I have following dataset:
ID DATE VALUE
1 01-01-2020 98
1 02-01-2020 96
1 03-01-2020 94
2 01-01-2020 99
2 02-01-2020 90
2 05-01-2020 85
For each id I want to calculate the date where the value will reach 0 through linear regression. I succeeded in plotting an extended line, where I can visually through following code see the point where it reaches 0, but I don't succeed in extracting the exact date.
For now my code looks like this:
# convert date to ordinal
df['DATE_ord']=df['DATE'].map(dt.datetime.toordinal)
# Create plot with current values
ax = sns.regplot(data=df,x='DATE_ord',y='VALUE')
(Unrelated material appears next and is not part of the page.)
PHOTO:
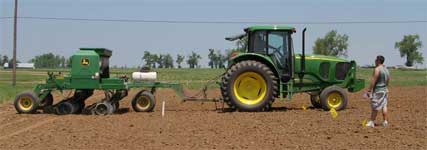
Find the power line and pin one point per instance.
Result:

# Set x-axis values (ordinal dates)
date_range = np.arange(730000, 760000, 1000)
# Calculate extended values
slope, intercept, r_value, p_value, std_err = stats.linregress(x = df[
"DATE_ord"].values, y = df["VALUE"].values)
line = [slope*xi + intercept for xi in date_range]
plt.plot(date_range, line, label="Fitting Line", linewidth=1)
# Convert x-axis values back to date
ax.set_xlabel('date')
new_labels = [date.fromordinal(int(item)) for item in ax.get_xticks()]
ax.set_xticklabels(new_labels)
I now need to find the date where the Y-value (VALUE) reaches 0. I found this post which more or less wants to achieve the same, but this doesn't work because the values in my slope are a different number as the predicted values for my x-axis, and I'm at a loss on how to make this work. The only thing I can think of is to calculate it with the regression expression and to fill in the numbers, but I'm not sure how to do this in a way that would work in a for-loop which I still need to create to loop through the different ID's.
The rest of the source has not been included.